> why do banks charge high interest on poor people?

why do banks charge high interest on poor people?

Posted at: 2015-05-24 
I don't get it? if someone has poor credit history why would they charge extreme high interest, for them to have that loan?

But rich people get to pay less interest?

The whole point of poor people getting a loan is because they are POOR.

If you have poor credit, most banks are not even going to loan you money. The ones that will are those that specialize in loans to poor credit people. Because people with poor credit are a higher risk of not paying back the loan, they charge higher interest to compensate. They are in business to make money so they can continue to loan money out. The more people that don't pay back the money they borrowed, the higher the interest rate they charge.

So even if you are a low income person with poor credit, and you have every intention of paying back the loan, you will be paying for all the other people that have not paid back their loan, either through bankruptcy, discharge, or statute of limitation.

I understand your point and agree with it. Heck if the rates were lower then for sure you'd pay it back. It's a certain mentality those who put the policies in place have. Same reason when you buy food on credit that they tax it (if you pay cash/check they don't charge tax on most food you buy) and then charge interest on it. Same as the rent-to-own places and buy-here-pay-here car places, they want you to pay $100 a week on a car ($400 a month when if you had the money to buy it your monthly payment wouldn't be perhaps $250 a month for a nice sedan). The answer is to eat beans and rice until you get everything paid off and then use cash and checking and watch where you buy. Know that working only on a cash basis saves you from paying interest and fees but it does not build credit therefore you probably won't ever own a home or be able to get furniture or a car. These are the reasons we do what the banks say, so we can eventually get the things we want. I guess they expect poor people to get grants for school and educate themself and get themself a good paying job and a career.
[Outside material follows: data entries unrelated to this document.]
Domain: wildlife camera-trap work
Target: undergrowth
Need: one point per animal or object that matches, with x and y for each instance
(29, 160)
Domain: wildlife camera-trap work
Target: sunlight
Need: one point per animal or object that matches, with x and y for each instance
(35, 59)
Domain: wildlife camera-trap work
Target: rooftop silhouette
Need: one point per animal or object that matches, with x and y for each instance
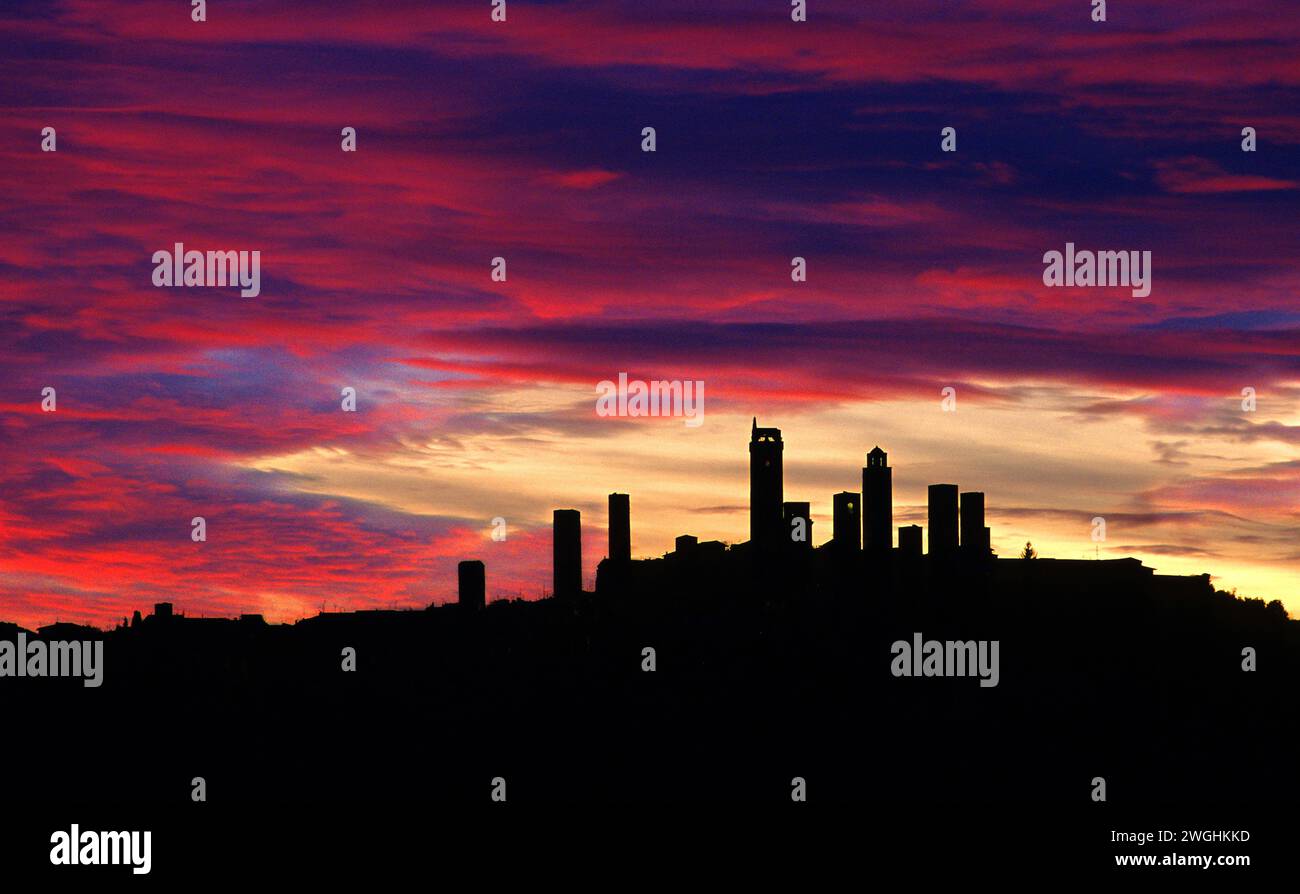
(771, 658)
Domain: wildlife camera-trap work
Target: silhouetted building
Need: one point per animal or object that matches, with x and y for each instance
(909, 542)
(766, 490)
(792, 511)
(620, 528)
(567, 551)
(846, 521)
(974, 542)
(876, 503)
(472, 581)
(943, 520)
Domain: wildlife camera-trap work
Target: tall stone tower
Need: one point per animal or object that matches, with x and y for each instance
(766, 491)
(878, 503)
(567, 551)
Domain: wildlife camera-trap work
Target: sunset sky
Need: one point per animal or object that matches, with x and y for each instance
(476, 399)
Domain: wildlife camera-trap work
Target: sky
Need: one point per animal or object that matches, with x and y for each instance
(523, 139)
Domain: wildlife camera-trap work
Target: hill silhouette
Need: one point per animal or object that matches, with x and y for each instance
(771, 660)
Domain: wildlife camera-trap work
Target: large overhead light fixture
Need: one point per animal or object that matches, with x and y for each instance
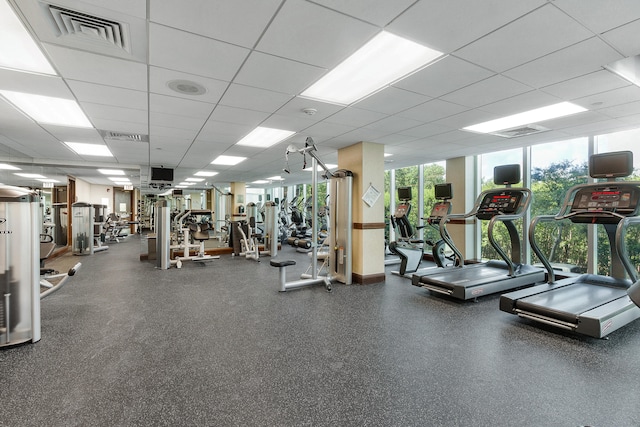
(228, 160)
(19, 51)
(84, 149)
(264, 137)
(205, 173)
(528, 117)
(48, 110)
(385, 59)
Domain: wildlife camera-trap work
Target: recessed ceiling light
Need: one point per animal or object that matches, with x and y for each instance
(187, 87)
(48, 110)
(9, 167)
(528, 117)
(111, 171)
(30, 175)
(19, 51)
(205, 173)
(228, 160)
(265, 137)
(89, 149)
(382, 61)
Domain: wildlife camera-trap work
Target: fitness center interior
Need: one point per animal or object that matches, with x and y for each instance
(316, 212)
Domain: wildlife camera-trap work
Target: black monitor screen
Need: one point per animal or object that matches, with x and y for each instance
(404, 193)
(443, 191)
(611, 165)
(506, 174)
(161, 174)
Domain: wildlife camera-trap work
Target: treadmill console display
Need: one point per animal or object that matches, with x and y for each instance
(498, 203)
(589, 203)
(439, 210)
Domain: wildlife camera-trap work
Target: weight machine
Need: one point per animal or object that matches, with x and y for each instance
(340, 229)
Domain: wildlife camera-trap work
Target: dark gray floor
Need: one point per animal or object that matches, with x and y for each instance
(124, 344)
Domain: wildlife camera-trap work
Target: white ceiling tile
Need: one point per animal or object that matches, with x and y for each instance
(392, 100)
(589, 84)
(190, 53)
(236, 22)
(520, 103)
(433, 110)
(582, 58)
(444, 76)
(487, 91)
(108, 95)
(449, 25)
(378, 12)
(601, 16)
(625, 38)
(277, 74)
(532, 36)
(314, 35)
(101, 69)
(254, 98)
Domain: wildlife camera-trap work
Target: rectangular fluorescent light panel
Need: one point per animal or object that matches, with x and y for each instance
(264, 137)
(48, 110)
(9, 167)
(30, 175)
(111, 171)
(89, 149)
(528, 117)
(384, 60)
(19, 51)
(228, 160)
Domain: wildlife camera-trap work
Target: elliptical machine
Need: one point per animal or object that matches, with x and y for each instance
(408, 248)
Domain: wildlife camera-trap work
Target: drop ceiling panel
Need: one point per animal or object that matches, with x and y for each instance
(433, 110)
(159, 79)
(601, 16)
(444, 76)
(324, 41)
(582, 58)
(108, 95)
(589, 84)
(392, 100)
(449, 25)
(377, 12)
(254, 98)
(236, 22)
(624, 38)
(101, 69)
(190, 53)
(33, 83)
(487, 91)
(532, 36)
(277, 74)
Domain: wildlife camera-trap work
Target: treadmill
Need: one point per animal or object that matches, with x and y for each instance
(592, 305)
(470, 281)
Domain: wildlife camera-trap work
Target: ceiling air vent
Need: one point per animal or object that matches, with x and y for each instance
(92, 28)
(121, 136)
(520, 131)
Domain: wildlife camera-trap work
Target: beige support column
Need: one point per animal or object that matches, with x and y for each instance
(461, 173)
(239, 191)
(366, 161)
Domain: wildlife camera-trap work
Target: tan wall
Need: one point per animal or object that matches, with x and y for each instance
(366, 161)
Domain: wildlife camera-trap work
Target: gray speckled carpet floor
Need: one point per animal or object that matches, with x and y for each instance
(216, 344)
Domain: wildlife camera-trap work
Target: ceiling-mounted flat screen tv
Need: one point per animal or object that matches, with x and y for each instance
(161, 174)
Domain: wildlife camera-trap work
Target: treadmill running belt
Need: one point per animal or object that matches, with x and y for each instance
(569, 302)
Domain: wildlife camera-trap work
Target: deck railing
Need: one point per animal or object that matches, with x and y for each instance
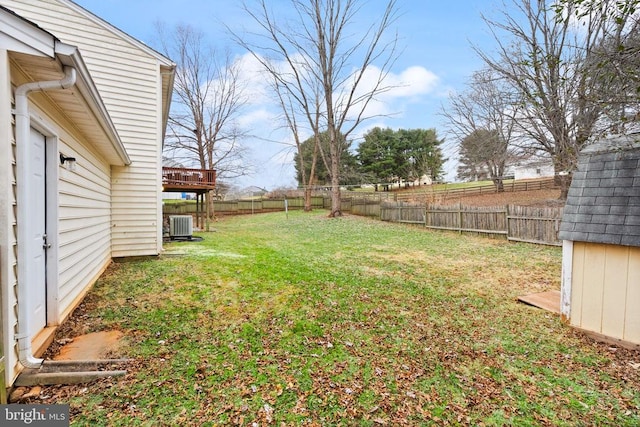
(183, 177)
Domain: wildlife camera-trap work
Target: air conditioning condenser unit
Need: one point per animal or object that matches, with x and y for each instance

And poor people are less likely to pay back the loan - by placing the bad credit risks all one category, the lender can charge the higher interest to cover losses. Since better off people may also have better credit, that shows they are a better risk and more likely to pay back the loan, those the lender faces fewer losses from this group so they do not need to charge as much to cover these losses. Lenders are in business to make money - if they charge the lower risk people more in interest, they will go elsewhere and the lender will make less money, putting even more pressure on them to raise the interest rates of the poorer risks.

Simplified - two groups, poor risk (your poor) and good risk (your better off). Bank lends $1,000 to 100 of each (Total $100,000 to each group). Bank just wants to break even. Poorer risk has a 5% chance of default while the well off have a 2% chance (based on past credit history). Lender lose $5,000 on the poorer risk group and $2,000 on the better risk group - banks has to recoup that money so charges the poorer risk group a higher interest rate.

Actually banks also comes under the business category, Giving loans to Poor credit people means taking high risk, So bank thought if we offer high interest rate, may be they will leave instead of taking loan.

Poor people with bad credit are high risk, and that's why they are charged high interest rates

as the chances of them paying the loan in full are lower

Banks are not charities. They charge interest based on the risk. Poor people are less likely to repay a loan.

Poor credit means there is a much higher chance of that person not repaying the loan. That is compensated by a higher interest rate.

Let's say you had two friends, one always pays back what they borrowed and the other sometimes does, sometimes doesn't, sometimes it takes several months before you get paid back. Who do you want to lend money to?

http://www.bankrate.com/finance/credit/c...

Companies don't lend you money simply because you need/want it. They lend it to make money which means they need to weigh the interest they earn versus the chance of not being repaid. An unpaid loan means they need to have a lot of other loans just to cover that one bad loan.

Being poor does not determine an interest rate as credit score does. I know of many lower income families that have good to excellent credit scores because they live within their means. By that I mean they have low balances on loans and credit cards and pay their bills on time. Income has no direct affect on one's credit score as that is based on credit alone.

Because banks are businesses - they're not there to help people, their goal is to make a profit. And the higher the risk (in this case, of the debtor defaulting), the higher the interest they (have to) charge in order to not loose money (over the average of all credits handed out).

It is simple everyone charges more for higher risk, or if they are smart refuse to take the risk as it is way too high. Now poor people should not borrow money ever.